Last week, I traveled to Washington, D.C., to raise awareness about the need to put people’s health over polluters’ profits. This trip was personal to me because of my experience with air pollution’s impacts both here in Minneapolis and across the globe in New Delhi.

New Delhi has been declared as having the world’s most toxic air in 2015, beating Beijing while charting up global warming statistics and respiratory illnesses. As an environmental communications student, I have heard firsthand about the hardships of asthma — the most common chronic disease for children — physically, financially and emotionally in Minnesota.

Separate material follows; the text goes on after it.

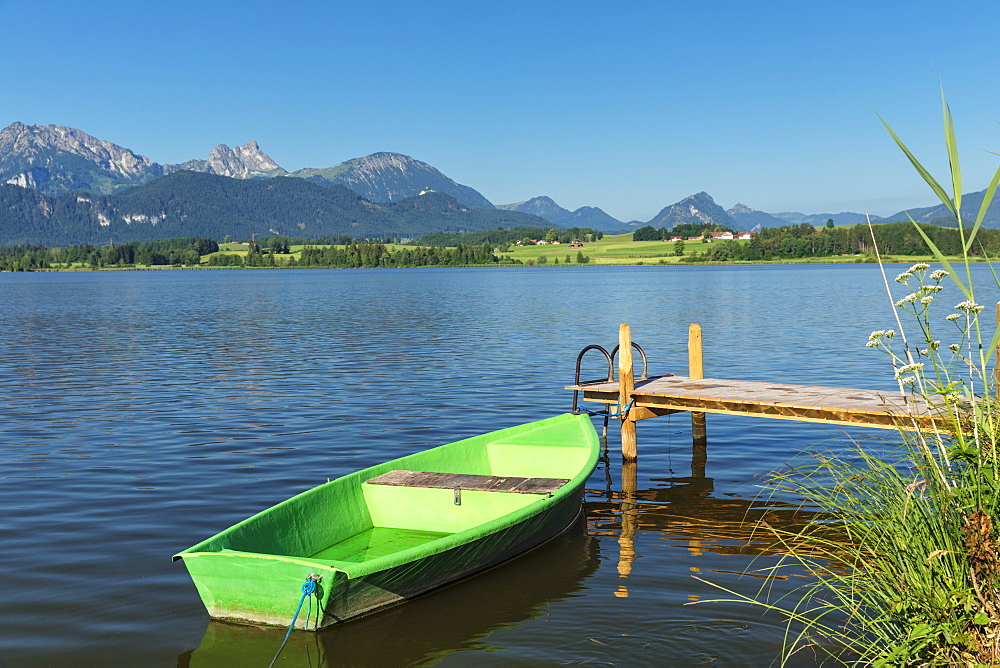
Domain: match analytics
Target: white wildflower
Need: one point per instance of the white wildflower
(969, 306)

No more could I sit idly by as preventable toxic smog and carbon emissions envelop the world. Therefore, I braved up with my college colleagues and stormed into Congress. Sierra Club volunteers and members spoke out this week for citizen’s voices in support of the United States Environmental Protection Agency’s proposals of the Clean Power Plan and smog standard.

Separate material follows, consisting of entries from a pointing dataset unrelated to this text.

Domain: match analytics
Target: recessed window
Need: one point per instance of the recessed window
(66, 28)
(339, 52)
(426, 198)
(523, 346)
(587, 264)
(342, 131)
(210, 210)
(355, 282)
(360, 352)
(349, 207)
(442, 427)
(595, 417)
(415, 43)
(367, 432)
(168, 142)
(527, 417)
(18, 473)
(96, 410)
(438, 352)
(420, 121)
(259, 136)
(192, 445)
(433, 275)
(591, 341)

The Clean Power Plan is the United States’ first-ever standard to reduce carbon pollution from coal and natural-gas power plants. Carbon pollution is the primary contributor to climate change — causing severe weather, driving up global temperatures and scattering the range of tick and mosquito-borne illnesses like Lyme disease and West Nile virus.

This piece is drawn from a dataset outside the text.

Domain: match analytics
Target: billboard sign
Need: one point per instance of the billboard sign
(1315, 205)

A simple solution is to become more efficient with energy use and use wind and solar power instead of fossil fuels. The Clean Power Plan can be the foundation for ecological progress to clean up and modernize the way we power our country and ensure our kids, communities and workforce are healthier.

Clean air is also a matter of environmental justice right here in Minnesota. A smog standard would keep polluters accountable for harmful amounts of air contamination and help millions breathe easier with the help of the EPA’s science-based smog standard proposal.

In Minnesota, an estimated 90,000 children have asthma, and more than 400,000 adults have it.

A 2010 report showed that the Sherco Coal Plant located in Becker, Minn., alone caused 91 premature deaths, 1,600 asthma attacks and 12,062 lost workdays from carbon contamination. 

Let’s not allow Minnesota to be known as having the most toxic air. Instead, let’s keep our proud progressive reputation and be the most innovative state in renewable, clean energy. Email, write and call your representatives, and tell them Minnesota wants to keep our 10,000 lakes clean and have pollutant-free air for the next generation to enjoy.